Join us for Astro Days: NYC on Sept 27!

Scheduling and Timetables in Airflow

One of the fundamental features of Apache Airflow is the ability to schedule jobs. Historically, Airflow users could schedule their DAGs by specifying a schedule with a cron expression, a timedelta object, or a preset Airflow schedule.

Timetables, released in Airflow 2.2, brought new flexibility to scheduling. Timetables allow users to create their own custom schedules using Python, effectively eliminating the limitations of cron. With timetables, you can now schedule DAGs to run at any time for any use case.

Additionally, Airflow 2.4 introduced datasets and the ability to schedule your DAGs on updates to a dataset rather than a time-based schedule. A more in-depth explanation on these features can be found in the Datasets and Data Driven Scheduling in Airflow guide.

In this guide, we’ll walk through Airflow scheduling concepts and the different ways you can schedule a DAG with a focus on timetables. For additional instructions check out our Scheduling in Airflow webinar.

Note: All code in this guide can be found in this repo.

Assumed knowledge

To get the most out of this guide, you should have knowledge of:

Scheduling concepts

There are a couple of terms and parameters in Airflow that are important to understand related to scheduling.

  • Data Interval: The data interval is a property of each DAG run that represents the period of data that each task should operate on. For example, for a DAG scheduled hourly each data interval will begin at the top of the hour (minute 0) and end at the close of the hour (minute 59). The DAG run is typically executed at the end of the data interval, depending on whether your DAG’s schedule has “gaps” in it.
  • Logical Date: The logical date of a DAG run is the same as the start of the data interval. It does not represent when the DAG will actually be executed. Prior to Airflow 2.2, this was referred to as the execution date.
  • Timetable: The timetable is a property of a DAG that dictates the data interval and logical date for each DAG run (i.e. it determines when a DAG will be scheduled).
  • Run After: The earliest time the DAG can be scheduled. This date is shown in the Airflow UI, and may be the same as the end of the data interval depending on your DAG’s timetable.
  • Backfilling and Catchup: We won’t cover these concepts in depth here, but they can be related to scheduling. We recommend reading the Apache Airflow documentation on them to understand how they work and whether they’re relevant for your use case.

Note: In this guide we do not cover the execution_date concept, which has been deprecated as of Airflow 2.2. If you are using older versions of Airflow, review this doc for more on execution_date.

Parameters

The following parameters are derived from the concepts described above and are important for ensuring your DAG runs at the correct time.
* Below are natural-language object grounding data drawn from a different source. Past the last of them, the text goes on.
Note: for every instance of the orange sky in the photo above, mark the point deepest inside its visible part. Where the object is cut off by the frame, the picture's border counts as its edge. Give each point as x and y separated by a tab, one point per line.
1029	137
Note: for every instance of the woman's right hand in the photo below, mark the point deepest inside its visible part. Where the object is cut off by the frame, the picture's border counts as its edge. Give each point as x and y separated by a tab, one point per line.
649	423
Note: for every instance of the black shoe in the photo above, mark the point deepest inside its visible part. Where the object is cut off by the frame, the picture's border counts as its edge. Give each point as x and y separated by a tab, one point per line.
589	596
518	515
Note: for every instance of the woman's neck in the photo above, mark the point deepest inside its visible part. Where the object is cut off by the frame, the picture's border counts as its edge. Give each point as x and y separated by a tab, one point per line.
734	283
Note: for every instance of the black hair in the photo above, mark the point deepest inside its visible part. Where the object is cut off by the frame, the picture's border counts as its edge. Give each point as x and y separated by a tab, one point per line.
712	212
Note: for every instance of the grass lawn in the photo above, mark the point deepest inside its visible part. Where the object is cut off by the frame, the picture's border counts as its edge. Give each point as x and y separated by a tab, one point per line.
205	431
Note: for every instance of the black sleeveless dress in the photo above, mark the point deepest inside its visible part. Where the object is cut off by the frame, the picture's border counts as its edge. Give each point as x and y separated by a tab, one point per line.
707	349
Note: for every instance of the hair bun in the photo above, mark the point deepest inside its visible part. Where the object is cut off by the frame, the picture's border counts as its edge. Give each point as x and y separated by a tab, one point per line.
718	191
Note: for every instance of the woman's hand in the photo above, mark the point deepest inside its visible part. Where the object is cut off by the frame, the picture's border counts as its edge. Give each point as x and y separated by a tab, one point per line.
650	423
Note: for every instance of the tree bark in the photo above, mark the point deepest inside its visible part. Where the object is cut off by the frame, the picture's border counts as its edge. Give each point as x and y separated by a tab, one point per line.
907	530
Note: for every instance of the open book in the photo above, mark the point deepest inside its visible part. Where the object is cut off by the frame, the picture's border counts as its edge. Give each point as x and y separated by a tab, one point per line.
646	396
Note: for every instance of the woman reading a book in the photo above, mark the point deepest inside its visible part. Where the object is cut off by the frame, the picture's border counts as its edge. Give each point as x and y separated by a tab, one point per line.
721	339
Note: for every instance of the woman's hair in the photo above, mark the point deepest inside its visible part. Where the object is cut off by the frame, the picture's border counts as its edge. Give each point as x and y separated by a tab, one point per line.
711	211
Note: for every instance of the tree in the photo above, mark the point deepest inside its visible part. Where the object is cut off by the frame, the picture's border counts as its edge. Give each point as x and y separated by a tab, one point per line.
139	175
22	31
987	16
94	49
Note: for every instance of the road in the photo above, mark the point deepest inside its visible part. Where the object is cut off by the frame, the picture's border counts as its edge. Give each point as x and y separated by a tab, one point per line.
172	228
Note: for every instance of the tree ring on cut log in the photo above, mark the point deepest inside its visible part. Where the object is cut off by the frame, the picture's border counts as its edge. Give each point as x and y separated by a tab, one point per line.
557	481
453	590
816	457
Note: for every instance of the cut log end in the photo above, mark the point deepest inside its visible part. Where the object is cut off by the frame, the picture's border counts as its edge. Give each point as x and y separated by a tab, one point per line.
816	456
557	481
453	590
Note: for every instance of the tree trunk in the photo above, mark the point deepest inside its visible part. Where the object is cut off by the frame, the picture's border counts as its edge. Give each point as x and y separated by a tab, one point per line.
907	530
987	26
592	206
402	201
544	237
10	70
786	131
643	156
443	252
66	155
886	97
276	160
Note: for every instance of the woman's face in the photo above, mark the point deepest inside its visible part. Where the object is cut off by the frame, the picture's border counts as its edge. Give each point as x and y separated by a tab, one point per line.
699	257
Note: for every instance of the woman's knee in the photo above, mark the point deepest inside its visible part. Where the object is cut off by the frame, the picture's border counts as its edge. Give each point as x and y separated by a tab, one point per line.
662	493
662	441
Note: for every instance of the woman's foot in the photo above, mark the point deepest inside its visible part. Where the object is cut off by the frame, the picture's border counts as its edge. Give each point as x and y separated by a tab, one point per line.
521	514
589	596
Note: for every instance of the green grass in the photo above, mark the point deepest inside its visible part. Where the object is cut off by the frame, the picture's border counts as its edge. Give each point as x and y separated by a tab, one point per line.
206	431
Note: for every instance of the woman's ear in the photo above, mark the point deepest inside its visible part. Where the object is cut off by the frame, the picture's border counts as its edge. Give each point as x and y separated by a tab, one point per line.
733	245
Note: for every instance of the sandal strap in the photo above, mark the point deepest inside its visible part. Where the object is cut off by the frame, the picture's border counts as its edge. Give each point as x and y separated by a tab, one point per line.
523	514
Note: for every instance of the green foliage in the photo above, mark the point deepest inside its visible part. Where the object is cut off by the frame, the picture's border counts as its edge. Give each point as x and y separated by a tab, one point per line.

  • data_interval_start: A datetime object defining the start date and time of the data interval. A DAG’s timetable will return this parameter for each DAG run. This parameter is either created automatically by Airflow, or can be specified by the user when implementing a custom timetable.
  • data_interval_end: A datetime object defining the end date and time of the data interval. A DAG’s timetable will return this parameter for each DAG run. This parameter is either created automatically by Airflow, or can be specified by the user when implementing a custom timetable.
  • schedule: A parameter that can be set at the DAG level to define when that DAG will be run. It accepts cron expressions, timedelta objects, timetables, and lists of datasets.
  • start_date: The first date your DAG will be executed. This parameter is required for your DAG to be scheduled by Airflow.
  • end_date: The last date your DAG will be executed. This parameter is optional.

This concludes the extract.